Les choix de flexibilité dans mon équipe sont finalement très variables. Un de mes collaborateurs est brésilien et doit parfois retourner dans son pays plusieurs semaines, un autre télétravaille un jour par semaine, certains ont des contraintes familiales ponctuelles, d’autres enfin n’en ressentent pas le besoin. Tous peuvent sans problème travailler à distance ou aménager leur emploi du temps en fonction de leurs besoins. L’important est qu’ils aient une vision claire de leurs missions, qu’ils la partagent et qu’ils y adhèrent. Une fois que ces principes sont posés et tant que la communication reste fluide entre nous, la manière dont ils organisent leur travail importe peu. Au sein de mon équipe, nous utilisons un outil de gestion de projet qui permet à chaque collaborateur de connaître les projets en cours, la répartition des responsabilités et de suivre en direct l’avancement des dossiers.
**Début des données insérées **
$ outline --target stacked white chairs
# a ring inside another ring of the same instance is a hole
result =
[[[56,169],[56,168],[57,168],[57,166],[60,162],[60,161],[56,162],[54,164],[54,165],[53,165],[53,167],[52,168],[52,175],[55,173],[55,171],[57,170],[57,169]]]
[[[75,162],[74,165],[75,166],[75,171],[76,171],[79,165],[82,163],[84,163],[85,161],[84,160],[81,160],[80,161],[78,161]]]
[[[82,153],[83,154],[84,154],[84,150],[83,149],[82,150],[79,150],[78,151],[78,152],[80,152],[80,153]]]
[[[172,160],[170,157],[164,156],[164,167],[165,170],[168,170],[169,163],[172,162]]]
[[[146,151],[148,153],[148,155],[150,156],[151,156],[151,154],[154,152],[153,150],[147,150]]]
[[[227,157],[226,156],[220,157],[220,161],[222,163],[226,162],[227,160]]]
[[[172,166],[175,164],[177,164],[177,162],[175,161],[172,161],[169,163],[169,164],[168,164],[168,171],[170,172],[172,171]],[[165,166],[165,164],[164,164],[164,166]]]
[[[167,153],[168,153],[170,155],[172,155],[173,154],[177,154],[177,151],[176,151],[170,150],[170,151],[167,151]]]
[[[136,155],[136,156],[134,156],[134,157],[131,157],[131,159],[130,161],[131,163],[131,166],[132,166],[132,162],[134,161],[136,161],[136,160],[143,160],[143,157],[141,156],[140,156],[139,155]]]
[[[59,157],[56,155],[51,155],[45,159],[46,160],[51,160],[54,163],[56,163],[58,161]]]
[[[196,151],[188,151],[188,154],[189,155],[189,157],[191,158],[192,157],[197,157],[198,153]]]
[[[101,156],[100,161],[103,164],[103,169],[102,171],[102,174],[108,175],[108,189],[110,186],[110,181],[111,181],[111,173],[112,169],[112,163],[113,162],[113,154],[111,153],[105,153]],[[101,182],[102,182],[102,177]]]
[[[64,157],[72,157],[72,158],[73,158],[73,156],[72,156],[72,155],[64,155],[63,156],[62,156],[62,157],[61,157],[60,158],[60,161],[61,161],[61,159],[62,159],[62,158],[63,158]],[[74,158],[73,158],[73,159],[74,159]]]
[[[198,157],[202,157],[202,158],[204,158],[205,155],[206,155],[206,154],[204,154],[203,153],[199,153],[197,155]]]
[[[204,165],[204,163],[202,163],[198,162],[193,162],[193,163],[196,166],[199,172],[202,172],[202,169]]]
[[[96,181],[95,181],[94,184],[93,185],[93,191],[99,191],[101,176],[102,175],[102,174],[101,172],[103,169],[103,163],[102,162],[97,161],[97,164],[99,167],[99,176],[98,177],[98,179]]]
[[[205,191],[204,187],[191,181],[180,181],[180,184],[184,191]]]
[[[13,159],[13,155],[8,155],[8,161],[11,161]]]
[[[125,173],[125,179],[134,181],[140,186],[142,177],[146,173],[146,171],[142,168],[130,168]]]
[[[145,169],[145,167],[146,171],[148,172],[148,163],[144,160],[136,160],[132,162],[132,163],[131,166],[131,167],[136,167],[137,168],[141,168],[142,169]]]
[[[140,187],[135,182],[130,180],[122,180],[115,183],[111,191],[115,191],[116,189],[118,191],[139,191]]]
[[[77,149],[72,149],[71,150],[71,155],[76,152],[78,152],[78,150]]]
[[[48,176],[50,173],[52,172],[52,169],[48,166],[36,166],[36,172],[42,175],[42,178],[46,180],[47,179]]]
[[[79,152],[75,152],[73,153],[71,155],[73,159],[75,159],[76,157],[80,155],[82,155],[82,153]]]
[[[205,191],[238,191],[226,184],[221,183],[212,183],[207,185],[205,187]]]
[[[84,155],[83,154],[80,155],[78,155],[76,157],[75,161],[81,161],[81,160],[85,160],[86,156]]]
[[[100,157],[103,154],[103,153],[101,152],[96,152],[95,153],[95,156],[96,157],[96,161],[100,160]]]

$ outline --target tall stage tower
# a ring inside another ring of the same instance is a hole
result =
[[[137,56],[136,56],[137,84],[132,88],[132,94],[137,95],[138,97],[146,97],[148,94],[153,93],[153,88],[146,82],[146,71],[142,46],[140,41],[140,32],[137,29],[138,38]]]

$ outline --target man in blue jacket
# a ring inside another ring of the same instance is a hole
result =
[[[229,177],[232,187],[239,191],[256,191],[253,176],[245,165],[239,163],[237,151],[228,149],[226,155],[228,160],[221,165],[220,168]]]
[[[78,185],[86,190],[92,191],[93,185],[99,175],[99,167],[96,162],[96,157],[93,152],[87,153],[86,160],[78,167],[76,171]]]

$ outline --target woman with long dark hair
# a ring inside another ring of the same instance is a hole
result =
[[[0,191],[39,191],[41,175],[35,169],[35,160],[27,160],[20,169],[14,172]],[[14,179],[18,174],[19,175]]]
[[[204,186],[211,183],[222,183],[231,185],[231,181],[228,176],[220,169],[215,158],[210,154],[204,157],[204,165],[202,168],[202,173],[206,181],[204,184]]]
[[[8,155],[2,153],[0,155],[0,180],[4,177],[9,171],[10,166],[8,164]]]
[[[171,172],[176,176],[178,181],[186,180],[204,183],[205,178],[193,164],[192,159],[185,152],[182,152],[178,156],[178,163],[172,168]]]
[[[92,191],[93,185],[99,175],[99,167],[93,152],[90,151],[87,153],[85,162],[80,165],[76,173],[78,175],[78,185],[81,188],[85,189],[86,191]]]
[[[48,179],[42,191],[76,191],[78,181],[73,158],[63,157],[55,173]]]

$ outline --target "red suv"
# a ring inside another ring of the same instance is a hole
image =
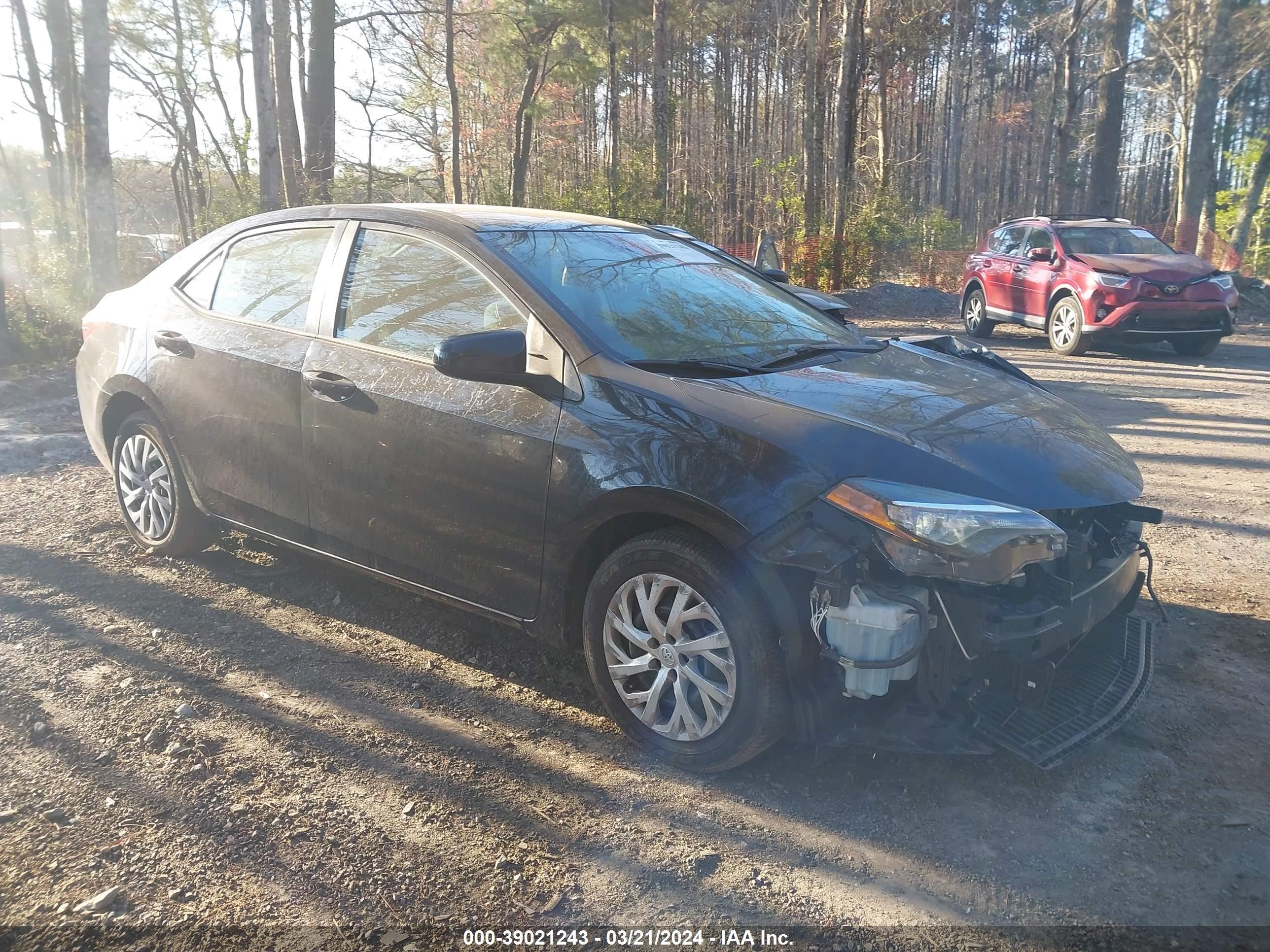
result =
[[[1236,301],[1229,274],[1125,218],[1055,215],[988,234],[965,263],[961,319],[973,338],[1006,321],[1044,330],[1060,354],[1167,340],[1201,357],[1232,333]]]

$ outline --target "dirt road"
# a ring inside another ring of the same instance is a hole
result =
[[[0,922],[29,948],[164,925],[406,949],[485,925],[852,948],[869,925],[1270,923],[1270,335],[1199,360],[993,344],[1168,513],[1152,692],[1050,773],[790,746],[659,767],[580,659],[240,537],[140,552],[69,371],[0,381]]]

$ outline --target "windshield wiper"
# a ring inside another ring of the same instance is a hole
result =
[[[784,353],[768,357],[766,360],[749,364],[754,371],[771,371],[795,360],[801,360],[817,354],[828,354],[838,350],[847,350],[856,354],[874,354],[888,345],[889,341],[878,338],[864,338],[860,344],[801,344]]]
[[[660,372],[673,372],[673,371],[718,371],[724,373],[735,374],[748,374],[752,369],[748,364],[740,363],[728,363],[726,360],[705,360],[695,357],[688,357],[682,360],[627,360],[631,367],[638,367],[641,371],[652,371],[653,373]]]

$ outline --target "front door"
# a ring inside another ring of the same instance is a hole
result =
[[[1034,227],[1024,245],[1024,256],[1034,248],[1048,248],[1054,250],[1054,236],[1048,228]],[[1038,327],[1044,327],[1049,319],[1049,289],[1058,275],[1058,265],[1052,261],[1034,261],[1027,259],[1026,264],[1017,273],[1017,310],[1026,315],[1026,322]]]
[[[436,371],[442,339],[536,321],[455,249],[366,225],[305,358],[315,545],[517,618],[537,611],[560,401]]]
[[[149,385],[199,499],[293,541],[309,533],[300,372],[316,333],[315,278],[337,231],[293,222],[235,239],[149,324]]]
[[[988,311],[997,319],[1017,317],[1015,307],[1015,265],[1027,239],[1026,225],[998,228],[988,240],[988,267],[983,275],[983,293]]]

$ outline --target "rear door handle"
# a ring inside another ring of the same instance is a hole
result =
[[[160,350],[169,350],[174,354],[184,354],[189,352],[189,341],[185,340],[185,335],[178,334],[174,330],[155,331],[155,347]]]
[[[357,385],[348,377],[330,371],[305,371],[305,386],[314,393],[331,400],[348,400],[357,392]]]

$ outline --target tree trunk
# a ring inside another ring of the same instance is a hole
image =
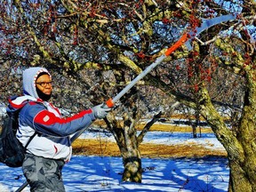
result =
[[[124,126],[116,124],[116,126],[112,128],[112,133],[123,157],[124,167],[123,181],[141,183],[141,158],[133,120],[124,116]]]
[[[238,132],[234,134],[210,102],[207,91],[201,90],[202,115],[228,152],[230,167],[228,192],[256,191],[256,118],[254,117],[256,105],[252,100],[254,98],[252,93],[247,94],[251,97],[245,96],[245,107],[240,119]]]
[[[134,150],[136,152],[136,150]],[[137,151],[139,152],[139,151]],[[142,180],[142,168],[141,168],[141,159],[140,156],[127,156],[127,153],[123,153],[123,163],[124,171],[123,173],[123,181],[132,181],[141,183]],[[137,153],[138,154],[138,153]],[[129,155],[128,155],[129,156]]]
[[[246,163],[245,163],[246,164]],[[255,172],[252,175],[244,165],[240,164],[238,159],[229,159],[229,184],[228,192],[253,192],[256,183],[251,182],[252,177],[255,179]],[[250,175],[248,175],[248,173]]]

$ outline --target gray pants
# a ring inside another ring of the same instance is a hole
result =
[[[64,192],[61,170],[64,161],[26,154],[22,170],[30,191]]]

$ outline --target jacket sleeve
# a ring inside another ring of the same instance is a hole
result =
[[[61,118],[45,109],[43,105],[28,104],[23,111],[23,121],[36,132],[52,136],[66,137],[90,126],[95,120],[92,109],[81,111],[70,117]]]

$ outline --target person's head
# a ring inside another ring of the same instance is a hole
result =
[[[52,76],[46,68],[29,68],[23,72],[23,93],[49,100],[52,95]]]

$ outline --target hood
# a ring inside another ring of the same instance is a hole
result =
[[[40,73],[45,72],[50,76],[50,73],[44,68],[29,68],[23,72],[23,94],[29,95],[36,99],[39,99],[36,89],[36,80]]]

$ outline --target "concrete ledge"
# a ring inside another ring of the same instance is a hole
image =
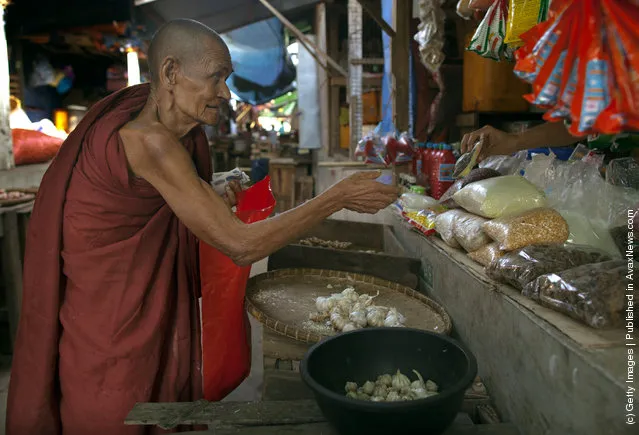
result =
[[[422,259],[424,291],[444,305],[455,334],[477,356],[497,409],[522,435],[631,433],[624,418],[624,347],[594,332],[591,341],[608,347],[579,344],[526,306],[536,304],[488,279],[462,252],[422,237],[399,219],[393,232],[408,255]],[[584,327],[562,321],[588,343]]]

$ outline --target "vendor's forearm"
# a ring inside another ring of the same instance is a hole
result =
[[[227,253],[235,263],[246,266],[301,237],[309,228],[342,209],[330,190],[273,218],[238,228],[238,239]]]
[[[540,147],[563,147],[583,139],[568,132],[563,122],[546,122],[517,135],[518,151]]]

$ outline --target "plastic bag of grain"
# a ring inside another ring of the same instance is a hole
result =
[[[486,274],[496,281],[523,290],[529,282],[541,275],[610,260],[606,253],[588,246],[527,246],[521,250],[507,252],[491,262],[486,267]],[[528,294],[525,296],[534,297]]]
[[[473,252],[489,244],[490,238],[482,230],[486,219],[474,214],[460,212],[453,222],[453,234],[455,240],[466,252]]]
[[[488,245],[474,251],[468,253],[468,256],[471,260],[476,261],[482,266],[488,266],[493,261],[499,259],[502,255],[504,255],[504,251],[499,249],[499,243],[489,243]]]
[[[627,274],[626,260],[586,264],[542,275],[524,291],[536,295],[541,305],[593,328],[619,328],[625,317]]]
[[[495,219],[483,225],[484,232],[504,251],[528,245],[551,245],[568,240],[568,223],[552,208],[536,208],[517,216]]]
[[[489,219],[546,206],[543,192],[519,175],[468,184],[453,195],[453,200],[469,212]]]
[[[452,248],[461,248],[455,240],[455,220],[464,213],[462,210],[449,210],[435,218],[435,231],[442,238],[444,243]]]

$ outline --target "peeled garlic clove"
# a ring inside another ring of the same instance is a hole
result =
[[[393,375],[392,385],[393,388],[401,390],[402,387],[410,387],[410,379],[397,370],[397,373]]]
[[[377,382],[386,387],[393,385],[393,377],[391,375],[381,375],[377,378]]]
[[[397,391],[391,391],[388,393],[388,396],[386,396],[387,402],[399,402],[400,400],[402,400],[402,398]]]
[[[346,386],[344,387],[344,389],[346,390],[347,393],[356,392],[357,391],[357,384],[355,382],[347,382]]]
[[[373,397],[386,398],[388,396],[388,388],[385,385],[376,385],[373,390]]]
[[[370,396],[375,391],[375,384],[371,381],[366,381],[362,386],[362,390]]]
[[[355,331],[357,330],[357,325],[355,325],[354,323],[346,323],[343,327],[342,327],[342,332],[350,332],[350,331]]]
[[[430,392],[435,393],[438,390],[439,390],[439,387],[437,386],[436,383],[434,383],[430,379],[426,381],[426,391],[430,391]]]

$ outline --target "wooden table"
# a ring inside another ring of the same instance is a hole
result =
[[[22,307],[22,263],[27,224],[33,201],[11,207],[0,207],[0,245],[2,277],[6,296],[6,312],[11,345],[15,340]]]
[[[126,423],[210,428],[188,433],[192,435],[337,435],[300,379],[299,361],[308,347],[265,328],[262,401],[141,403],[129,413]],[[445,435],[518,435],[515,426],[499,421],[482,388],[467,392],[462,412]],[[487,424],[475,424],[471,416]]]

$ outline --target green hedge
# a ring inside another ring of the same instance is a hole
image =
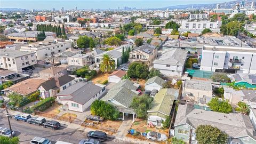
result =
[[[101,84],[106,84],[108,82],[108,80],[105,80]]]
[[[31,108],[32,111],[38,110],[43,111],[52,105],[52,103],[55,101],[55,98],[53,97],[47,98],[44,99],[36,105]]]

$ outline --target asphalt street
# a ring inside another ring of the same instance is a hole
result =
[[[83,131],[61,127],[57,130],[49,128],[44,128],[42,126],[29,124],[22,121],[16,121],[13,118],[10,119],[12,131],[15,133],[15,136],[19,138],[20,143],[30,143],[35,137],[49,139],[52,143],[60,140],[72,143],[78,143],[79,141],[86,138],[87,133]],[[8,121],[4,113],[0,113],[0,126],[9,127]],[[109,135],[109,141],[103,143],[132,143],[128,140],[118,140],[112,135]]]

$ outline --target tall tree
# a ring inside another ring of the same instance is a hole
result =
[[[101,61],[100,69],[101,72],[110,73],[116,69],[115,60],[112,56],[105,54]]]
[[[227,134],[210,125],[198,126],[195,132],[196,139],[200,144],[226,144],[228,140]]]

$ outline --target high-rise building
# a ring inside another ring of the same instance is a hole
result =
[[[252,5],[251,5],[251,8],[255,9],[256,6],[256,2],[252,2]]]

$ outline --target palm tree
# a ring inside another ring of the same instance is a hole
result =
[[[103,55],[100,63],[100,69],[102,73],[110,73],[116,69],[115,60],[112,56],[107,54]]]

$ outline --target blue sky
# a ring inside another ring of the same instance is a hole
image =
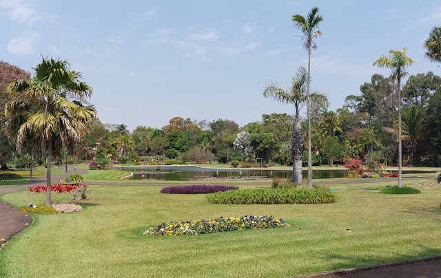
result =
[[[411,74],[441,74],[422,47],[441,25],[435,0],[0,0],[0,60],[31,72],[42,56],[69,61],[94,88],[101,122],[130,131],[175,116],[243,126],[263,114],[294,113],[262,94],[271,81],[289,86],[307,66],[291,19],[314,6],[324,21],[311,86],[327,93],[330,110],[359,95],[373,74],[389,74],[372,63],[391,49],[407,47]]]

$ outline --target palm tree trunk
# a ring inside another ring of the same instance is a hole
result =
[[[46,206],[52,205],[52,201],[50,198],[50,170],[52,164],[52,140],[49,140],[48,141],[46,151],[46,167],[48,168],[46,174]]]
[[[401,146],[401,80],[397,74],[398,86],[398,187],[402,186],[402,152]]]
[[[308,118],[308,187],[312,188],[312,151],[311,151],[311,104],[309,103],[309,87],[311,82],[311,43],[308,47],[308,84],[306,92],[306,114]]]
[[[302,131],[300,122],[298,118],[294,118],[292,127],[292,181],[295,184],[302,183],[302,155],[303,153],[303,144],[302,140]]]

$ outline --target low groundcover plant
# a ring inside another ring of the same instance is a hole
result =
[[[238,189],[237,186],[228,186],[225,185],[194,184],[184,186],[164,187],[161,191],[161,193],[167,194],[208,194],[214,192],[227,191],[228,190]]]
[[[253,228],[282,227],[285,222],[281,218],[272,216],[245,215],[241,217],[224,218],[220,217],[213,220],[198,220],[181,222],[162,223],[156,228],[151,228],[144,232],[145,235],[170,237],[184,235],[198,235],[210,233],[220,233],[230,231],[241,231]]]

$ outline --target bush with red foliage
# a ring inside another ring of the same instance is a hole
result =
[[[73,192],[79,187],[88,187],[88,184],[52,184],[50,186],[50,191],[53,192]],[[30,192],[45,192],[48,187],[45,185],[36,185],[29,186]]]

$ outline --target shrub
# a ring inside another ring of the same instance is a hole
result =
[[[276,178],[273,179],[272,184],[271,187],[273,189],[299,189],[299,188],[307,188],[308,187],[308,180],[302,180],[302,183],[300,184],[294,183],[292,180],[285,178]],[[318,188],[320,187],[317,184],[312,184],[313,188]],[[322,186],[323,187],[323,186]],[[323,187],[325,188],[326,186]]]
[[[360,175],[363,172],[363,167],[362,167],[361,163],[362,162],[359,159],[348,159],[343,166],[349,170],[349,174]]]
[[[198,235],[211,233],[222,233],[231,231],[241,231],[254,228],[267,228],[283,227],[285,222],[283,219],[272,216],[245,215],[241,217],[218,219],[203,219],[196,221],[183,221],[181,222],[162,223],[156,228],[151,228],[144,232],[145,235],[170,237],[184,235]]]
[[[380,189],[380,193],[386,194],[419,194],[421,191],[412,187],[402,186],[400,188],[394,185],[393,186],[382,187]]]
[[[80,186],[88,187],[87,184],[57,184],[50,186],[50,191],[54,192],[73,192]],[[47,186],[44,184],[29,186],[30,192],[45,192]]]
[[[161,193],[166,194],[207,194],[238,189],[237,186],[227,186],[225,185],[195,184],[186,185],[185,186],[164,187],[161,191]]]
[[[337,202],[338,197],[322,188],[266,189],[216,192],[208,194],[205,200],[214,204],[325,204]]]
[[[14,178],[19,178],[21,177],[22,177],[21,175],[17,173],[12,173],[12,172],[0,173],[0,178],[2,178],[2,179],[14,179]]]
[[[32,206],[24,206],[20,208],[20,211],[28,213],[58,213],[58,211],[52,206],[46,206],[44,204],[39,204],[36,208]]]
Nous sommes donc en mode « partage d’informations », ce qui nous permet de ne pas avoir à être physiquement au bureau en permanence.
Je pense qu’il est toutefois important de garder des rituels autour du « travail ensemble », et de pouvoir se réunir physiquement, en équipe, régulièrement pour partager. Aujourd’hui, je ne suis pas certaine que – dans le groupe dans lequel nous travaillons, étant donné l’activité de l’équipe – nous puissions passer au télétravail à 100%. Mais tant que nous nous mettons d’accord à l’avance, la flexibilité fonctionne très bien avec mes collaborateurs.
La flexibilité à la demande, facilitée par les outils de travail nomades, peut rendre plus floue la frontière entre vie professionnelle et vie personnelle. Comment gérez-vous cet équilibre à titre personnel et en tant que manager ?
A titre personnel, je trouve que cet équilibre n’est pas toujours facile à gérer parce qu’on peut se laisser happer par un projet, parce qu’on est tenté de regarder en permanence son smartphone pour suivre l’avancement d’un dossier… C’est très bien d’avoir une organisation souple et de pouvoir ouvrir son ordinateur pour retravailler le soir, mais quand ça devient systématique ce n’est pas sain. Il est donc important d’être vigilant et de se poser régulièrement la question « est-ce vraiment indispensable ? », pour que le professionnel n’envahisse pas complètement la vie privée.
Et puis, en tant que manager, je dois prendre en compte le fait que mes collaborateurs et moi n’avons pas tous les mêmes profils de vie et donc, contraintes. Si j’envoie des emails tard le soir – parce que cela correspond à mon organisation du travail ce jour-là -, je rassure mon équipe sur le fait qu’elle n’a ni à y répondre le soir même, ni à adopter le même comportement! Il est important que ces règles soient dites par le manager. Il y a des collaborateurs qui préfèrent travailler de 9h-18h sans se reconnecter ensuite. D’autres choisissent d’avoir plus de flexibilité et vont parfois retravailler le soir. Quant aux collaborateurs qui voyagent beaucoup, il est tout à fait normal qu’ils puissent arriver plus tard au bureau ou travailler de chez eux en retour de déplacement à l’étranger. C’est vraiment au cas par cas.
Le mot de la fin
Certains managers me consultent dans des cas de dossiers de télétravail pour lesquels ils ne sont pas à l’aise. Cette interrogation est souvent révélateur d’un problème managérial et non d’un problème par rapport à cette organisation du travail. Je leur conseille de se poser les bonnes questions : « est-ce que ce collaborateur est bien intégré dans mon équipe, sait-il (et savons-nous) clairement quels sont ses objectifs, quel plan de développement avons-nous pour lui ? Il est nécessaire de régler ces sujets afin d’établir un contrat de confiance indispensable à une organisation flexible du travail.